La marque veut pousser ses collections estivales. - DR

FNW : Comment se répartissent vos ventes ?

JD : Pour l’automne-hiver 2019/20, les précommandes atteignent 80 % des ventes à l’export. En 2018, nous étions sur une base de 60 % pour l’export, contre 40 % pour le marché français. Nos principaux marchés sont l’Allemagne, l’Autriche et la Suisse qui réalisent la moitié des ventes européennes, puis le Royaume Uni et l’Amérique du Nord. Aux Etats-Unis et au Canada, nous avons désormais entre 250 et 300 points de vente qui nous distribuent. Nous avons mis quatre ans à percer mais maintenant, nous sommes bien implantés. En France, nous avons 250 revendeurs qui sont, selon nous, les meilleurs dans l’outdoor. Depuis notre lancement, nous ne voulons pas être référencés dans des magasins mass market parce que cela ne nous correspond pas. Nous tenons à être entourés de marques comme Patagonia, Millet, The North Face ou Volcom. Par ailleurs, entre novembre et janvier dernier, nous avons testé un corner aux Galeries Lafayette de Clermont-Ferrand. Le bilan est très positif et nous discutons avec eux pour être présents au niveau national. Nous sommes aussi en pourparlers avec Citadium. Quant à la répartition des ventes par ligne, Expedition réalise 50 % des ventes, Friends 30 % et Adventure 20 %.

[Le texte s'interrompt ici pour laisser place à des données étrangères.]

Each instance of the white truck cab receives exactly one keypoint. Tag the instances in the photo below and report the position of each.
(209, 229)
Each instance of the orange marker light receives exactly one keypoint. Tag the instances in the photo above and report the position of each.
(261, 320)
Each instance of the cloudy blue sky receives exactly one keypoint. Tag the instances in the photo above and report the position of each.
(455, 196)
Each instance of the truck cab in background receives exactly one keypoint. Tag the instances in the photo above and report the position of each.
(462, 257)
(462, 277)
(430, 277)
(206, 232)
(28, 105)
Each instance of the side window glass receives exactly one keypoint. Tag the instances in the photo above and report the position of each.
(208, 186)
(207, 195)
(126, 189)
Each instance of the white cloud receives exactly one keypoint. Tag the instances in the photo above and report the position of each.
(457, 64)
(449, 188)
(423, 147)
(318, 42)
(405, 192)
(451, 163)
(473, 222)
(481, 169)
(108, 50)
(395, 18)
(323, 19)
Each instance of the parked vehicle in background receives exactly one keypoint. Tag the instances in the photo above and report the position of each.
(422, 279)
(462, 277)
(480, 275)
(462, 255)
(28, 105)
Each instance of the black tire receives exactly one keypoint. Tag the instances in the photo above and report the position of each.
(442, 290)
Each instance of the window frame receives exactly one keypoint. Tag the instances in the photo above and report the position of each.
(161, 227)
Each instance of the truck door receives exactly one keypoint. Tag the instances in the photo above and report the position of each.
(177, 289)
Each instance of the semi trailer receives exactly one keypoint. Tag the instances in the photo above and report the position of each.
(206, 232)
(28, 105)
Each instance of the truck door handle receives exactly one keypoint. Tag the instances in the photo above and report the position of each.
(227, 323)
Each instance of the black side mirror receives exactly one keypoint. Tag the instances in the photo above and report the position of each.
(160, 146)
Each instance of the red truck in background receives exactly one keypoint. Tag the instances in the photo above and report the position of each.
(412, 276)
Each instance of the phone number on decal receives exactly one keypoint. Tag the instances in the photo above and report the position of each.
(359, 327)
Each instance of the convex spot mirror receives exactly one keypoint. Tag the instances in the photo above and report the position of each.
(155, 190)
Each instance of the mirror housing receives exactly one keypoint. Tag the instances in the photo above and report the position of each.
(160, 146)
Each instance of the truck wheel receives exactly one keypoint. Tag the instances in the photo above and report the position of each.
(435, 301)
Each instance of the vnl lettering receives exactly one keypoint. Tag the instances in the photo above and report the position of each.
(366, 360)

FNW : Quelle est votre valeur ajoutée dans un marché aussi concurrentiel que celui de l'outdoor ? Passez-vous pour les petits Français qui secouent les codes ?

JD : Pas du tout. Avec le nom de la marque, certains pensent même que nous sommes Américains. Pour le marché américain, nous avons structuré notre implantation durant deux ans pour rassurer nos clients et leur faciliter la tâche en ouvrant là-bas un compte bancaire et un centre de service de réparation. J’ai également passé six mois sur place à rencontrer nos revendeurs pour leur expliquer le message de la marque. Ça s’est très bien passé parce que les Américains apprécient notre démarche vertueuse et entrepreneuriale  Et bien sûr, pour réussir sur ce marché, il faut être irréprochable dans les livraisons. Globalement, sur l’ensemble de nos marchés, les clients nous apprécient pour notre design et notre démarche durable. Au moins la moitié des matières que nous utilisons sont des tissus recyclés ou durables. Quand nous sommes arrivés en Amérique du Nord, nous avions déjà une certaine maturité et nous commencions à être bien reconnus sur le marché.

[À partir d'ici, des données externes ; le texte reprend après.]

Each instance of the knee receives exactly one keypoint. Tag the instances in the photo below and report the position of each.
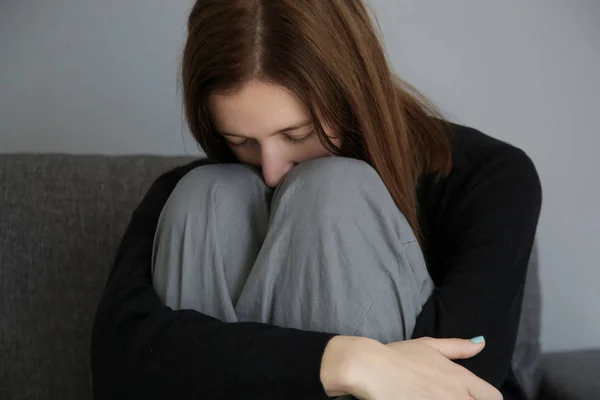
(212, 187)
(333, 180)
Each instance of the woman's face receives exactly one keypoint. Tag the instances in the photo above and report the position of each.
(268, 127)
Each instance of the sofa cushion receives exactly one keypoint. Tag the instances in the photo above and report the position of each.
(61, 220)
(571, 375)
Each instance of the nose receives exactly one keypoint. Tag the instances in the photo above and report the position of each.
(273, 170)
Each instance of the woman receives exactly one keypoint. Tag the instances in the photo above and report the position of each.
(338, 227)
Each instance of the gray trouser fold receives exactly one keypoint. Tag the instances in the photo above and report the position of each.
(328, 250)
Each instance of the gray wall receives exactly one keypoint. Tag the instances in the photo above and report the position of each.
(87, 76)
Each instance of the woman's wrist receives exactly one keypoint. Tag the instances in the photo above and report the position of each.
(342, 362)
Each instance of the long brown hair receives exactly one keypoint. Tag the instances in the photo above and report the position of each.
(327, 53)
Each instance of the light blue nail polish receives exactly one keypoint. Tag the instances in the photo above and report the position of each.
(478, 339)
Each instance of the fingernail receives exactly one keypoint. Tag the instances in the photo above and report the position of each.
(478, 339)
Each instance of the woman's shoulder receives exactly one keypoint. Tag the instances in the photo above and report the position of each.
(484, 168)
(477, 155)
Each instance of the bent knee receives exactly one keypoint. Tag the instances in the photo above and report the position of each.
(219, 185)
(333, 179)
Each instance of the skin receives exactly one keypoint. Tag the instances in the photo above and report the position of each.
(267, 127)
(270, 128)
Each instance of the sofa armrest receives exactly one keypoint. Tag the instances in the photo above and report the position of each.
(573, 375)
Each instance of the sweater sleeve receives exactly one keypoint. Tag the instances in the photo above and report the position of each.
(482, 258)
(143, 349)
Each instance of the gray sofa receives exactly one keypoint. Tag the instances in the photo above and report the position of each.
(61, 220)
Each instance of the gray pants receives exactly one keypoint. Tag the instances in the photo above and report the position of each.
(328, 250)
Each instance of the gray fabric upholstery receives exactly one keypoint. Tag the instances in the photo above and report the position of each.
(61, 219)
(571, 375)
(526, 357)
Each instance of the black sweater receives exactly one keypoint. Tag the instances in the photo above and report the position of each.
(478, 225)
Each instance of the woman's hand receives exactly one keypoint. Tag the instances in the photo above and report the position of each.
(413, 369)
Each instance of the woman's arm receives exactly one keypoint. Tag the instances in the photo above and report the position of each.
(141, 348)
(482, 261)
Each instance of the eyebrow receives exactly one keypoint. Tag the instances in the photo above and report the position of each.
(286, 129)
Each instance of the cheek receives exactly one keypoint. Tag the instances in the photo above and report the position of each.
(249, 156)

FNW : Pourquoi avez-vous décidé de vous lancer dans le retail ?

JD : Nous avons lancé la franchise il y a trois ans à Lyon et à Annecy. L’histoire d’une marque tient beaucoup à l’environnement de marques. Aujourd’hui, nos détaillants de centre-ville ne s’en sortent plus et ils partent s’installer en périphérie. Avec la franchise, nous proposons des conditions commerciales compétitives. Nous ouvrons principalement avec nos partenaires historiques. Seuls 10 % des Français pratiquent le ski et ces magasins de centre-ville nous offrent une présence plus urbaine qui nous permet de montrer notre dimension lifestyle. L’année dernière, nous avons ouvert quatre magasins à Toulouse, Bordeaux, Biarritz et Hossegor et nous avons des projets d’ouverture, en particulier à Nice et Grenoble. Enfin, d’ici l’année prochaine, nous aimerions installer un magasin à Paris, en direct, soit vers le boulevard Richard-Lenoir où se trouvent les boutiques core, soit près de la Sorbonne, non loin du Vieux Campeur, ou dans le Marais. Et nous avons lancé notre e-shop en septembre que nous gérons en direct alors qu’avant, notre site renvoyait nos clients vers nos revendeurs.


Le stand de Picture sur le dernier Ispo, à Munich - DR

FNW : Combien de personnes travaillent chez Picture Organic Clothing ?

JD : Nous sommes passés de trente salariés à 53 en huit mois ! Comme pour le reste, nous avancions sans nous arrêter mais les tâches, elles, augmentaient. Plusieurs salariés nous ont fait part de la densité de travail qui devenait trop grande. Nous avons donc fait un audit pour nous structurer et mieux répartir les ressources humaines. Nous avons notamment recruté une personne responsable des ressources humaines et cette embauche a été très positive pour l’organisation de l’entreprise.